A balanced random forest randomly under-samples each boostrap sample to
balance it.
Read more in the :ref:`User Guide <forest>`.
Parameters
----------
n_estimators : integer, optional (default=100)
The number of trees in the forest.
criterion : string, optional (default="gini")
The function to measure the quality of a split. Supported criteria are
"gini" for the Gini impurity and "entropy" for the information gain.
Note: this parameter is tree-specific.
max_depth : integer or None, optional (default=None)
The maximum depth of the tree. If None, then nodes are expanded until
all leaves are pure or until all leaves contain less than
min_samples_split samples.
min_samples_split : int, float, optional (default=2)
The minimum number of samples required to split an internal node:
- If int, then consider `min_samples_split` as the minimum number.
- If float, then `min_samples_split` is a percentage and
`ceil(min_samples_split * n_samples)` are the minimum
number of samples for each split.
min_samples_leaf : int, float, optional (default=1)
The minimum number of samples required to be at a leaf node:
- If int, then consider ``min_samples_leaf`` as the minimum number.
- If float, then ``min_samples_leaf`` is a fraction and
`ceil(min_samples_leaf * n_samples)` are the minimum
number of samples for each node.
min_weight_fraction_leaf : float, optional (default=0.)
The minimum weighted fraction of the sum total of weights (of all
the input samples) required to be at a leaf node. Samples have
equal weight when sample_weight is not provided.
max_features : int, float, string or None, optional (default="auto")
The number of features to consider when looking for the best split:
- If int, then consider `max_features` features at each split.
- If float, then `max_features` is a percentage and
`int(max_features * n_features)` features are considered at each
split.
- If "auto", then `max_features=sqrt(n_features)`.
- If "sqrt", then `max_features=sqrt(n_features)` (same as "auto").
- If "log2", then `max_features=log2(n_features)`.
- If None, then `max_features=n_features`.
Note: the search for a split does not stop until at least one
valid partition of the node samples is found, even if it requires to
effectively inspect more than ``max_features`` features.
max_leaf_nodes : int or None, optional (default=None)
Grow trees with ``max_leaf_nodes`` in best-first fashion.
Best nodes are defined as relative reduction in impurity.
If None then unlimited number of leaf nodes.
min_impurity_decrease : float, optional (default=0.)

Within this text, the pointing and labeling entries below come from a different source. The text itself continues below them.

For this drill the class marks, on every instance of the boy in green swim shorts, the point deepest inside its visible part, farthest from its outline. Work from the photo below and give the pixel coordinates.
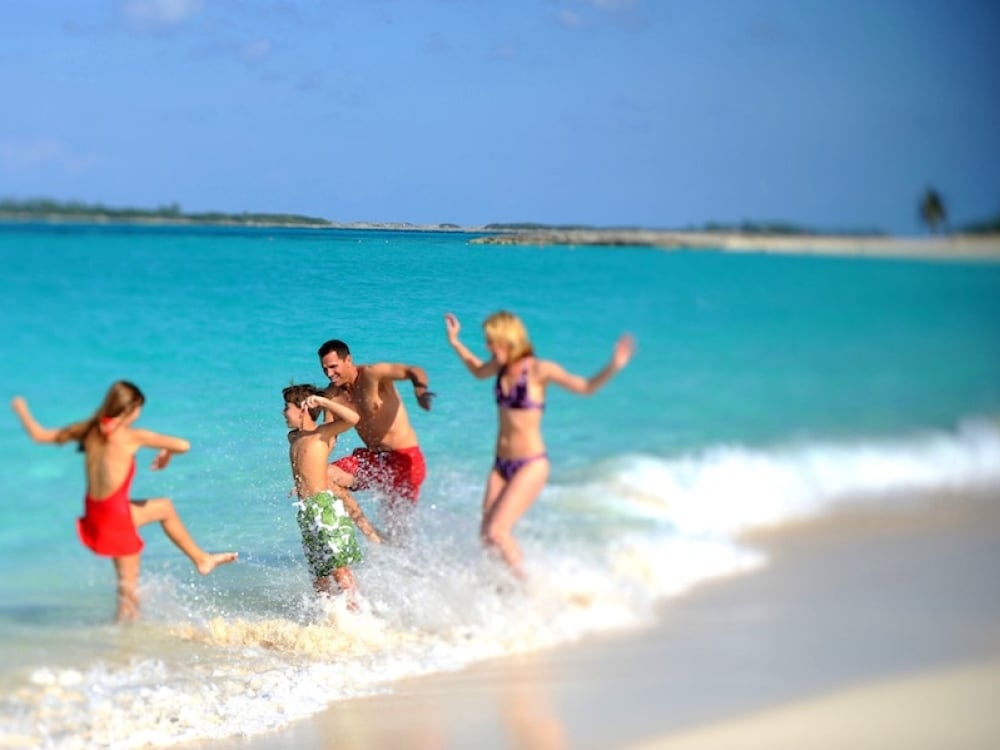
(326, 516)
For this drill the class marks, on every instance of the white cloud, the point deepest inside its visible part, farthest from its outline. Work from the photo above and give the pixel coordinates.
(613, 5)
(156, 14)
(569, 19)
(25, 156)
(256, 50)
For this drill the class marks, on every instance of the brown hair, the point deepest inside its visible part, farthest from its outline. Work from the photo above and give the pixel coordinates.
(507, 330)
(121, 399)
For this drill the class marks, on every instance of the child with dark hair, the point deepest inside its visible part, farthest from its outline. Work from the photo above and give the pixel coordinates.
(325, 515)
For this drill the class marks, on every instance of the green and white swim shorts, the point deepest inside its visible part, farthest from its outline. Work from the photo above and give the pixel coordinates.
(328, 537)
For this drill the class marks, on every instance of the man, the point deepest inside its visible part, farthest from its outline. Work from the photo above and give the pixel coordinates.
(391, 461)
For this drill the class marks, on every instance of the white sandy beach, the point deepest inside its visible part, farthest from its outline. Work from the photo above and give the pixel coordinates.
(868, 629)
(931, 247)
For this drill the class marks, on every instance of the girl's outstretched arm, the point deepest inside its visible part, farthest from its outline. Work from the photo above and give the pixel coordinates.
(168, 445)
(472, 363)
(344, 413)
(35, 431)
(554, 373)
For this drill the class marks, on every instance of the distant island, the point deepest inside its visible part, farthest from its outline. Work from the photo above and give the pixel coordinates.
(976, 241)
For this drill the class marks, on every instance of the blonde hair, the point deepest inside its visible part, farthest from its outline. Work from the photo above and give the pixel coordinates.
(506, 330)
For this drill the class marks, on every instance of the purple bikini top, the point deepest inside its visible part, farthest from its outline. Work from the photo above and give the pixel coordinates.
(518, 397)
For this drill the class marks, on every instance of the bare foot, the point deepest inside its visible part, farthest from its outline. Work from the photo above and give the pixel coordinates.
(211, 562)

A node will be split if this split induces a decrease of the impurity
greater than or equal to this value.
The weighted impurity decrease equation is the following::
N_t / N * (impurity - N_t_R / N_t * right_impurity
- N_t_L / N_t * left_impurity)
where ``N`` is the total number of samples, ``N_t`` is the number of
samples at the current node, ``N_t_L`` is the number of samples in the
left child, and ``N_t_R`` is the number of samples in the right child.

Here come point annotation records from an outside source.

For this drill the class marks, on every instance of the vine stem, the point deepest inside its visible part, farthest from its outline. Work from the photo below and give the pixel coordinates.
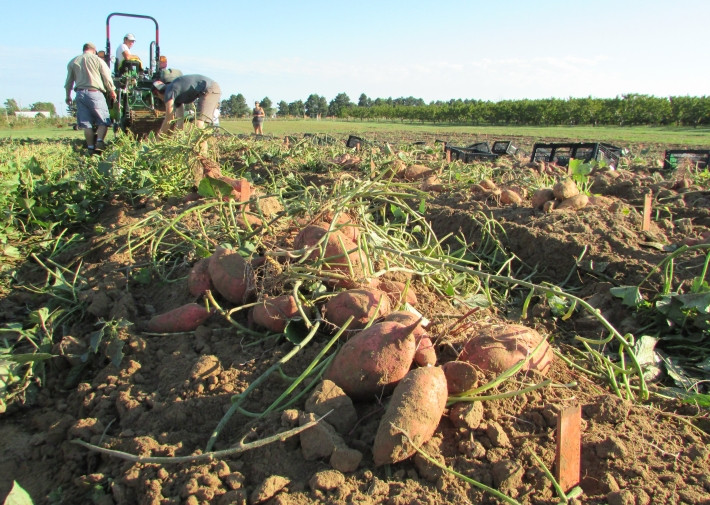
(627, 347)
(163, 460)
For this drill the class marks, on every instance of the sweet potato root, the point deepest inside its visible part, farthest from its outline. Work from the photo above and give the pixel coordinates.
(395, 290)
(275, 313)
(373, 360)
(185, 318)
(232, 275)
(416, 407)
(497, 348)
(460, 376)
(340, 254)
(198, 280)
(425, 354)
(363, 304)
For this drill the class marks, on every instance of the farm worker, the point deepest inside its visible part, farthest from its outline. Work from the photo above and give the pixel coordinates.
(91, 78)
(186, 89)
(258, 119)
(124, 51)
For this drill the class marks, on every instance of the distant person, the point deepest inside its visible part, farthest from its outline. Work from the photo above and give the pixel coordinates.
(91, 78)
(124, 51)
(258, 119)
(187, 89)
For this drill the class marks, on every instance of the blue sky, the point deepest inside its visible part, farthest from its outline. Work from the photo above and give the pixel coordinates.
(435, 50)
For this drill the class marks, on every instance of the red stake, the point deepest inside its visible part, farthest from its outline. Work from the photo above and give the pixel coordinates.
(569, 447)
(647, 200)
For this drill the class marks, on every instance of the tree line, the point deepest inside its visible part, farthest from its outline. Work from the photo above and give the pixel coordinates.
(11, 106)
(625, 110)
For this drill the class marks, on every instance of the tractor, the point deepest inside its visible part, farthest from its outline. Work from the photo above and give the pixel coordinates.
(136, 108)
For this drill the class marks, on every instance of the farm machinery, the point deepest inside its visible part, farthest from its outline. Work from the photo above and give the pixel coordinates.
(136, 108)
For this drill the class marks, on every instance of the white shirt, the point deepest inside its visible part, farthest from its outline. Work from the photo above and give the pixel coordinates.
(119, 54)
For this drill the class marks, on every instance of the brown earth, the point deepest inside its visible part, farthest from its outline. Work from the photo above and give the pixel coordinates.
(170, 392)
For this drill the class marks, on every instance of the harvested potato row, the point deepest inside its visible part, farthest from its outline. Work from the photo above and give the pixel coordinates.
(185, 318)
(373, 360)
(497, 348)
(415, 408)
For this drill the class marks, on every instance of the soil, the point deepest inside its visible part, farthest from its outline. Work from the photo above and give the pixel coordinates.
(168, 393)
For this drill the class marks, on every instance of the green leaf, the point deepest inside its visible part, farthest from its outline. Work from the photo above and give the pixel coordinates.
(27, 357)
(18, 496)
(631, 295)
(213, 188)
(143, 276)
(115, 351)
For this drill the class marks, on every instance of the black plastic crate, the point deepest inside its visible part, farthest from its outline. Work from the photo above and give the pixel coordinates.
(353, 141)
(468, 155)
(501, 147)
(561, 153)
(321, 140)
(674, 158)
(479, 147)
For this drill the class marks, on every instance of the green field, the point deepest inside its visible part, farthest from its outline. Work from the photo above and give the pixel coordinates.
(677, 136)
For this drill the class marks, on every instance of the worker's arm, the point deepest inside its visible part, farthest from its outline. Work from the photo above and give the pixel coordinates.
(107, 80)
(69, 83)
(169, 116)
(180, 115)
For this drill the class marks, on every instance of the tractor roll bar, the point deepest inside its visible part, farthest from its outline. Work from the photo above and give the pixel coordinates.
(108, 36)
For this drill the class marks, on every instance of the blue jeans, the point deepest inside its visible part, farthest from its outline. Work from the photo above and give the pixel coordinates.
(91, 109)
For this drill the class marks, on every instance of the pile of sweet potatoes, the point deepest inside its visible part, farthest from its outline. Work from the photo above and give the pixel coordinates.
(225, 272)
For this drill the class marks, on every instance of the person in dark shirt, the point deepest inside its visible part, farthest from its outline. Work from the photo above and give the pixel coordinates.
(187, 89)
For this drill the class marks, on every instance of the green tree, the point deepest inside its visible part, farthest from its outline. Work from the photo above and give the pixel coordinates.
(364, 101)
(44, 106)
(316, 105)
(11, 106)
(297, 108)
(267, 106)
(337, 105)
(283, 109)
(234, 106)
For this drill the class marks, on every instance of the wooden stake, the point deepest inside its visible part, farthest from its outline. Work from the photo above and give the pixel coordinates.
(647, 202)
(569, 447)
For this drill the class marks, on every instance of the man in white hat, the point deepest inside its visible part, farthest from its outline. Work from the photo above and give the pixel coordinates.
(124, 52)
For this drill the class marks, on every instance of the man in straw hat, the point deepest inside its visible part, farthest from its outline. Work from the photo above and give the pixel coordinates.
(124, 51)
(91, 79)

``N``, ``N_t``, ``N_t_R`` and ``N_t_L`` all refer to the weighted sum,
if ``sample_weight`` is passed.
bootstrap : boolean, optional (default=True)
Whether bootstrap samples are used when building trees.

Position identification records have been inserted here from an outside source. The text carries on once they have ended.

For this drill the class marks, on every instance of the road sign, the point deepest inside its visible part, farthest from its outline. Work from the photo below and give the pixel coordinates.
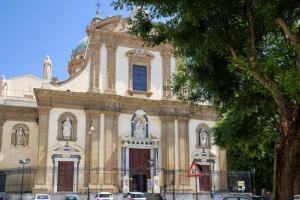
(194, 170)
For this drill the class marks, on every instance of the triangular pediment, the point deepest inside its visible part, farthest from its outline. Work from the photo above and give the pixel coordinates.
(112, 24)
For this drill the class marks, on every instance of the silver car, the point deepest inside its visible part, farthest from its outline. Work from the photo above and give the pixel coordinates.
(239, 197)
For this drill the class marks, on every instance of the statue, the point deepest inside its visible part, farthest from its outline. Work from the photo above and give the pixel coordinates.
(20, 137)
(47, 70)
(67, 129)
(203, 137)
(139, 129)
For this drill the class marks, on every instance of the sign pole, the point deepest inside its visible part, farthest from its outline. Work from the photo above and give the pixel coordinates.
(196, 187)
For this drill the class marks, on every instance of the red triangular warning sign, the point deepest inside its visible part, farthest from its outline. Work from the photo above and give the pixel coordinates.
(194, 170)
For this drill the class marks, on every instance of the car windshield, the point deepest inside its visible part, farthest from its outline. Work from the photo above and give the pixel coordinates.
(42, 196)
(71, 198)
(137, 195)
(105, 195)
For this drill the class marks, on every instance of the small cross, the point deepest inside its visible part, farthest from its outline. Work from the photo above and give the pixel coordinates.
(98, 5)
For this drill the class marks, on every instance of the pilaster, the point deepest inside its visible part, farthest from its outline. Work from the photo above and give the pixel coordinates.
(111, 150)
(183, 153)
(1, 132)
(166, 71)
(43, 132)
(111, 67)
(168, 150)
(92, 148)
(95, 46)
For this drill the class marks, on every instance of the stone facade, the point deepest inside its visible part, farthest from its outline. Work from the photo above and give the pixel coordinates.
(102, 107)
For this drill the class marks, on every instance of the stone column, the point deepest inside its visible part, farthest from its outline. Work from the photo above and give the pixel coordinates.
(166, 69)
(43, 133)
(110, 150)
(92, 149)
(111, 67)
(1, 132)
(168, 150)
(183, 151)
(95, 46)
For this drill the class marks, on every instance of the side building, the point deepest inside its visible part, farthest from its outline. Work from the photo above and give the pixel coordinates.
(111, 126)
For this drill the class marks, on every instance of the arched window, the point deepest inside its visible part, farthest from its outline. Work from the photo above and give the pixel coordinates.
(139, 61)
(139, 125)
(20, 135)
(203, 136)
(67, 127)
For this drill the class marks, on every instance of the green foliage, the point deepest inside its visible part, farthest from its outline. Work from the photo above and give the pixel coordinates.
(235, 56)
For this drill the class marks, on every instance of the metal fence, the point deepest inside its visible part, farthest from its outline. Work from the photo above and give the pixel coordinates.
(17, 180)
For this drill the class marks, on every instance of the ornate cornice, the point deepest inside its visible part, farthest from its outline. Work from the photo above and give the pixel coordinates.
(18, 113)
(121, 104)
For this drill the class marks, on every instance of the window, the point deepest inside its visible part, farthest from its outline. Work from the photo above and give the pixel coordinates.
(139, 68)
(139, 78)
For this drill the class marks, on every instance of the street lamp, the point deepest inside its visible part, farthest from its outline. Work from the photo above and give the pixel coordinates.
(151, 163)
(212, 188)
(23, 162)
(90, 137)
(253, 179)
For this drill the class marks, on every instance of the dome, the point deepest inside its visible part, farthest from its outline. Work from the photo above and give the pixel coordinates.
(81, 47)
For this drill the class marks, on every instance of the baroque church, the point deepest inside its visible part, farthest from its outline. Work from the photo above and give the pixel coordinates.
(111, 126)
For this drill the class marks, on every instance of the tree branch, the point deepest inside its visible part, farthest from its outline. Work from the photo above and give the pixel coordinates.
(268, 83)
(253, 41)
(293, 37)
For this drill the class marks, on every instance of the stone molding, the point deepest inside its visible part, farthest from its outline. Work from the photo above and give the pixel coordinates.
(18, 113)
(121, 104)
(62, 117)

oob_score : bool (default=False)
Whether to use out-of-bag samples to estimate
the generalization accuracy.
{sampling_strategy}
replacement : bool, optional (default=False)
Whether or not to sample randomly with replacement or not.
n_jobs : int, optional (default=1)
The number of jobs to run in parallel for both `fit` and `predict`.
If -1, then the number of jobs is set to the number of cores.
{random_state}
verbose : int, optional (default=0)
Controls the verbosity of the tree building process.
warm_start : bool, optional (default=False)
When set to ``True``, reuse the solution of the previous call to fit
and add more estimators to the ensemble, otherwise, just fit a whole
new forest.
class_weight : dict, list of dicts, "balanced",
"balanced_subsample" or None, optional (default=None)
Weights associated with classes in the form dictionary with the key
being the class_label and the value the weight.
If not given, all classes are supposed to have weight one. For
multi-output problems, a list of dicts can be provided in the same
order as the columns of y.
Note that for multioutput (including multilabel) weights should be
defined for each class of every column in its own dict. For example,
for four-class multilabel classification weights should be
[{{0: 1, 1: 1}}, {{0: 1, 1: 5}}, {{0: 1, 1: 1}}, {{0: 1, 1: 1}}]
instead of [{{1:1}}, {{2:5}}, {{3:1}}, {{4:1}}].
The "balanced" mode uses the values of y to automatically adjust
weights inversely proportional to class frequencies in the input data
as ``n_samples / (n_classes * np.bincount(y))``
The "balanced_subsample" mode is the same as "balanced" except that
weights are computed based on the bootstrap sample for every tree
grown.
For multi-output, the weights of each column of y will be multiplied.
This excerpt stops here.